Я посмотрел на нее с беспокойством. Она стояла у самой кухонной двери, словно на пороге ложи. В кухне над плитой горела одинокая тусклая лампочка, и мне показалось, что лоб у матери какого-то жестяного оттенка; таким жестяным стало лицо моего деда в последние дни перед смертью. Ее густые волосы, где обильная седина и последние черные пряди образовали узор, от которого щемило сердце, лохматой шапкой торчали во все стороны. С распущенными волосами она мне всегда казалась похожей на ведьму — еще с детских лет, когда я, бывало, смотрел, как она расчесывает их на заднем дворе нашего олинджерского дома, чтобы птицы могли подобрать для своих гнезд упавшие волоски; а когда она причесывалась на ночь в родительской спальне, я, лежа в постели, видел, как из-под щетки летят голубые искры.
Я спросил:
— Может, дать тебе какие-нибудь таблетки?

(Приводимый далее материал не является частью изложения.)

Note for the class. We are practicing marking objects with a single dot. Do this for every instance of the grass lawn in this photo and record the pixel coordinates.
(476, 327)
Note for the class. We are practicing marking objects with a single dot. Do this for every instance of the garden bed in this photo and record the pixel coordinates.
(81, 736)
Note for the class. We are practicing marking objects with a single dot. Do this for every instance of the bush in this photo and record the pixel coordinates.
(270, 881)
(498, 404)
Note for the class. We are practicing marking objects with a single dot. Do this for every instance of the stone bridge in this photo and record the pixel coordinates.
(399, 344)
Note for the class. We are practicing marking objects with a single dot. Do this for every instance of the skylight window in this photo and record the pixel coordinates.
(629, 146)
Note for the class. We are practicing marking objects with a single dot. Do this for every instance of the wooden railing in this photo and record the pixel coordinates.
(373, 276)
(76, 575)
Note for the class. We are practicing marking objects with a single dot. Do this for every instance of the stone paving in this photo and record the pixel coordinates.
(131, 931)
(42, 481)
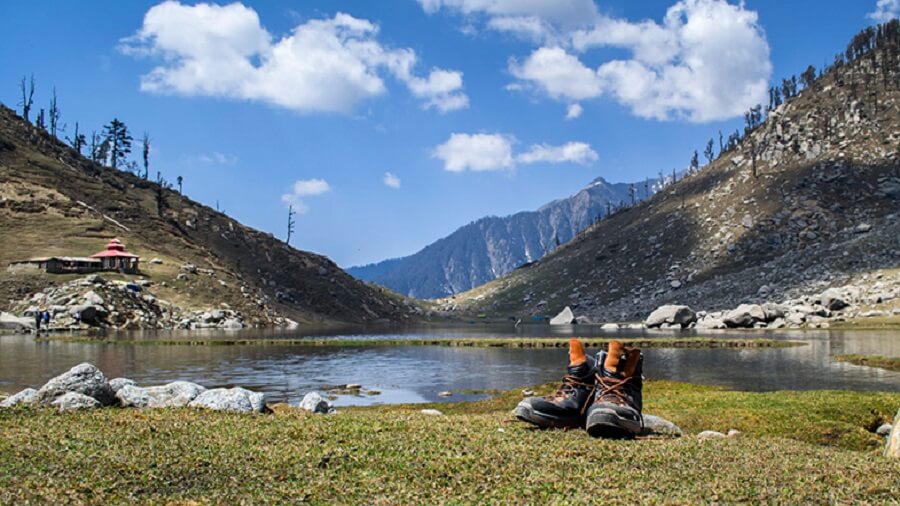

Она слегка подалась вперед, и ее плечо, с которого спустилась ночная сорочка, странно забелело, попав в круг более яркого света.
— Таблеток у меня хоть отбавляй. И в холодильнике, и под подушкой… — Она переменила тон. — Тебе нечего беспокоиться, снеси только воды собакам и ступай, укладывай жену спать. Если ей ночью будет холодно, возьмешь старое индейское одеяло в третьем ящике папиного бюро. А я лягу, и все у меня пройдет.
— Тебе неудобно будет на диване.
— Я всегда здесь сплю. Я, кажется, ни одной ночи наверху не ночевала с тех пор, как… как его нет.
Я хотел улыбнуться, но только пожал плечами. Она отвернулась резко, как от внезапной боли. Мой отец умер в начале прошлого лета.
На дворе уже темнело. Босыми ногами я ощутил шершавый, теплый еще песчаник, потом обжигающий холод росы.